Monotone queries and preservation theorems

Submitted by Jan Van den Bussche on Thu, 10/27/2016 - 14:11

motone bird

Let me begin with a call for blog posts: if you do research work on the principles of data management, please consider registering and contribute a blog post! It is really not the intention that this blog contains mainly blog posts by myself!

Another request: if you think this site is (or has the potential to become) relevant, please link to it from your homepage! For example, you could say your area is the principles of data management and then put a link to this site under that.

Anyway. Last week I was visiting Dirk Van Gucht at Indiana University Bloomington, together with my student Dimitri Surinx. Visiting there always feels a bit like coming home. Among the many things we discussed was the notion of monotone query. We actually realized that there are two different definitions of "monotone query". Let's focus on yes/no queries for simplicity.

Let us call a query Q "model-theory-monotone" if, whenever you have two database instances A and B with the same active domain, and B has all the facts of A, and Q is yes on A, then Q is also yes on B.

A stronger notion is "database-theory-monotone". The definition is the same, except that A and B need not have the same active domain.

A classical result in model theory, that follows from Lyndon's interpolation theorem, is that the model-theory-monotone first-order queries are exactly those expressible by positive sentences. Beware that this result allows infinite instances, so the definition of "monotone" refers to all possible instances A and B, even infinite ones.

If you loosen the definition so that it only needs to hold for finite instances, the characterization by positive sentences fails, as shown by Ajtai and Gurevich.
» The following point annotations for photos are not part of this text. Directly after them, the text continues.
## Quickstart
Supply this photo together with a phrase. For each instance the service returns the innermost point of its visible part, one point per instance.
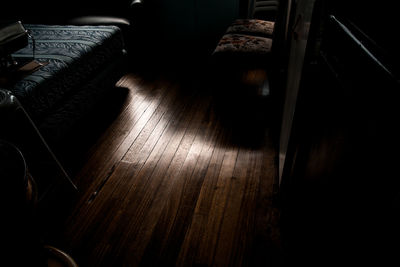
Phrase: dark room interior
(199, 133)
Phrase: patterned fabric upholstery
(243, 44)
(255, 27)
(75, 55)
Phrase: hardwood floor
(183, 176)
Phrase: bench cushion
(255, 27)
(75, 55)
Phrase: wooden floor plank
(166, 185)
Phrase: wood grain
(167, 185)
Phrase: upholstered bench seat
(262, 28)
(81, 63)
Consider the query expressed by the positive sentence "forall x forall y R(x,y)", interpreted under active-domain semantics. This query basically says that relation R is completely full given the current active domain, so it is obviously model-theory-monotone. However, it is clearly not database-theory monotone. The database-theory monotone queries, still allowing infinite instances, are now characterized not by the positive sentences but by the positive-existential sentences with nonequalities. (Positive-existential is the same as union of conjunctive queries.) This is proven in the recent great book on query reformulation by Benedikt, Leblay, ten Cate, and Tsamoura.

It appears to be an open question whether that characterization fails in restriction to finite instances. For a long time it seemed like basically every classical model-theoretic result fails in restriction to finite instances (this sentiment probably originates in the classic paper by Gurevich on logic tailored for computational complexity). However, Benjamin Rossman famously proved more than 10 years ago that the queries that are invariant under homomorphisms, even just over finite instances only, are characterized by the unions of conjunctive queries without nonequalities. A year ago, Benjamin put out an improved version of that result.

The question whether database-theory-monotone over finite instances equals unions of conjunctive queries with nonequalities was also raised in Martin Ugarte's PhD thesis, which is an interesting read as it translates classical preservation theorems to the RDF data model and the SPARQL query language.